The society’s leader, George Loveless, a local Methodist preacher; his brother-in-law Thomas Standfield, in whose house the society met; James Brine, James Hammett, George’s brother James Loveless, and Thomas’s son John Standfield were found guilty, and transported to Australia.

They became popular heroes. 800,000 signatures were collected for their release. Their supporters organised one of the first successful political marches. In 1836, with the support of Lord John Russell, who had recently become home secretary, all the Tolpuddle Martyrs, except James Hammett (who had been convicted of theft) were released. Four of the six returned to England. Hammett was released in 1837.
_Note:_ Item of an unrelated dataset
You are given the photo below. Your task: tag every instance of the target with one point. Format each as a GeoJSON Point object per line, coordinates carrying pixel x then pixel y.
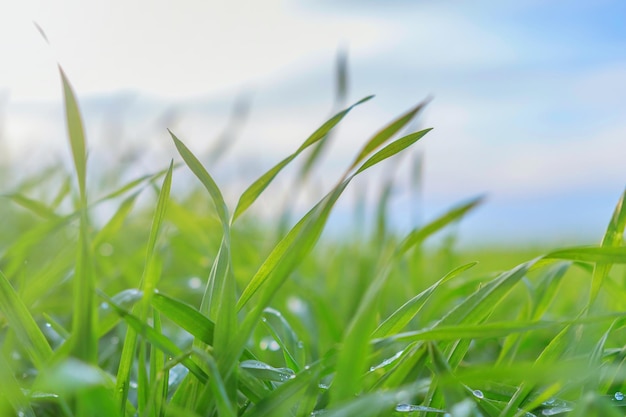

Hammett returned to Tolpuddle and died in the Dorchester workhouse in 1891. The others moved to London, Ontario, where there is now a monument in their honour.

Top left: The Tolpuddle Martyrs from a drawing made in 1838
Top right: George Loveless, book in hand, preaching peaceful protest to his fellow society members under the Martyr’s Tree, Tolpuddle
Left: The Martyrs in chains
Right: top, the mass demonstration in London, April 21, 1834, below: Thomas Standfield’s cottage, Tolpuddle
Far right: Lord John Russell in 1854.

Photographs and text about Thomas Hardy.

The text reads: Thomas Hardy was born in Higher Bockhampton, just three miles outside Dorchester, in 1840. He went to school in the town and in 1856 he started working for John Hicks, a local architect at 39 South Street.

After working as an architect’s assistant in London, he moved back to Dorset, and in 1871 published his first novel, Desperate Remedied. Two more novels, Pair of Blue Eyes and Under the Greenwood Tree, quickly followed in 1872 and 1873. A year later he married Emma Gifford, and in the same year became a full time writer.

Hardy designed the house Max Gate, which was built to his own specifications by his brother on the edge of Dorchester in 1885, where he lived and wrote until his death in 1928, and where Tess of the d’Urbervilles, Jude the Obscure and The Mayor of Casterbridge were written.

In later life he published eight volumes of poetry, his last being Winter Words, in 1928, the year he died, aged 87.

A statue of Hardy, sculpted by Eric Kennington, was erected in 1931, and is located at the top of town.

Above left: Thomas Hardy aged 19
Above right: Hardy (with his bicycle), and his wife Emma with her nephew, outside Max Gate, c1900
Left: Hardy in his garden at Max Gate, 1913
Right: Thomas Hardy, c1880

This is an Eldridge Pope emblem from when The Royal Oak was run by the local brewery, which was located down the road.

The hayloft over the rear entrance into what would have been the yard and is now a carpark. This was recently refurbished.

The site of the original coach houses which have been rebuilt over time.

External photograph of the building – main entrance.